Branch names should be chosen to describe the activity to be taken on the branch. For example, to develop a new feature 'A', the branch might be named 'develop-feature-A.' Or to fix an issue recorded in the issue base the branch might be named 'fix-issue-x' where x is the sequence number assigned to the issue.

Tags are typically reserved for releases, but may be used to mark special points in the development process (i.e. snapshot tags).

Continuous Integration / Continuous Deployment

The CI/CD pipeline is carried out via GitHub actions. There are three different workflows defined. They are as follows:

  1. "Build and Test Project" (defined in .github/workflows/build_and_test.yml)
    • Trigger(s):
      • push is made to master
      • pull request is opened, reopened, or editted
    • Job(s):
      • verify: verifies that the project builds without errors and all tests pass by running the command mvn clean verify
  2. "Push snapshot to Github Pages" (defined in .github/workflows/snapshot.yml)
    • Trigger(s):
      • "Build and Test Project" successfully completes on master branch
    • Job(s):
      • verify: verifies that the project builds without errors all tests pass, and build is a snapshot by running the command mvn verify -Pbuild-snapshot
      • publish: publishes the p2 repo of the current build to AGREE-Updates/snapshots/x.x.x.yyyyMMddHHmm
      • find_snapshots_to_delete: finds snapshots that should be deleted; the repo only keeps the 10 latest snapshots and those that have a tag
      • delete_snapshots: deletes the snapshots indicated in find_snapshots_to_delete
  3. "Push and publish release to GitHub" (defined in .github/workflows/release.yml)
    • Trigger(s):
      • a tag was pushed
    • Job(s):
      • parse_tag: parses the tag "x.x.x-RELEASE" into "x.x.x" and "RELEASE"
      • verify: if the suffix of tag is "-RELEASE", verifies that the project builds without errors all tests pass, and build is a release by running the command mvn verify -Pbuild-release
      • parse_version: parses the version from the built p2 repo
      • publish: if the tag and version of the built p2 repo match, publishes the p2 repo of the current build to AGREE-Updates/releases/x.x.x
      • release: if the tag and version of the built p2 repo match, generates a release on the AGREE repo and attaches the p2 repo as an artifact

Important Details about Snapshot Tags

  • The tag should be in the format x.x.x.yyyyMMddHHmm-SNAPSHOT where x is the major version number, y is the minor version number, and z is the patch version number.
  • Make the tag by using the following git commands:
    1. git tag x.x.x.yyyyMMddHHmm-SNAPSHOT
    2. git push origin x.x.x.yyyyMMddHHmm-SNAPSHOT
  • The tag number should match an already existing snapshot.
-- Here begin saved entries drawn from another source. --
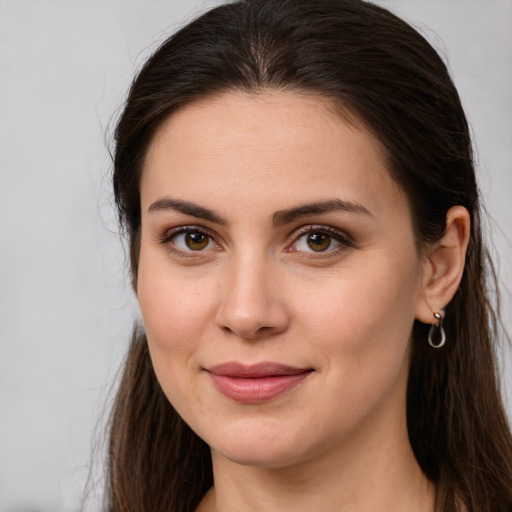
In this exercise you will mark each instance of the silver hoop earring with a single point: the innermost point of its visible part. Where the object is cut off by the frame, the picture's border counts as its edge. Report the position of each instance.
(437, 331)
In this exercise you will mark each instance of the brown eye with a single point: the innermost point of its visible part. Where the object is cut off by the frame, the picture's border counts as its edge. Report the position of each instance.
(319, 242)
(190, 240)
(196, 241)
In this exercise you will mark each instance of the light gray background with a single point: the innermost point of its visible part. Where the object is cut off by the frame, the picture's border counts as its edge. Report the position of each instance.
(65, 307)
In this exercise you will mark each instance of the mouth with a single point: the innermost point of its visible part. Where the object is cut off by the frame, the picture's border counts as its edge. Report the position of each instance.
(258, 383)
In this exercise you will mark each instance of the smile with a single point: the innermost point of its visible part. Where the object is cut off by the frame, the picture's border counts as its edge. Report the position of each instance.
(256, 383)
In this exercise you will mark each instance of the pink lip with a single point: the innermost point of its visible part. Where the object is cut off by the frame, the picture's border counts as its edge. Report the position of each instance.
(256, 383)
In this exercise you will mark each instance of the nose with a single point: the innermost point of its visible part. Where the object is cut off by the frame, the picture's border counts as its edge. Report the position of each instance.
(252, 306)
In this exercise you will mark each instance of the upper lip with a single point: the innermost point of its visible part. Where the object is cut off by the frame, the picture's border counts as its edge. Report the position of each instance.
(259, 370)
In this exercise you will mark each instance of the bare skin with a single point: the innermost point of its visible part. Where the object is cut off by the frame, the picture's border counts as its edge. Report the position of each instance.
(273, 232)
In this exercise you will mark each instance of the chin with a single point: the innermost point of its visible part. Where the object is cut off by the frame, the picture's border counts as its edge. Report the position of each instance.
(260, 447)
Important Details about Release Tags

  • The tag should be in the format x.x.x-RELEASE where x is the major version number, y is the minor version number, and z is the patch version number.
  • Make the tag by using the following git commands:
    1. git tag x.x.x-RELEASE
    2. git push origin x.x.x-RELEASE
  • The version number of com.rockwellcollins.atc.agree needs to match the tag number when triggering a release.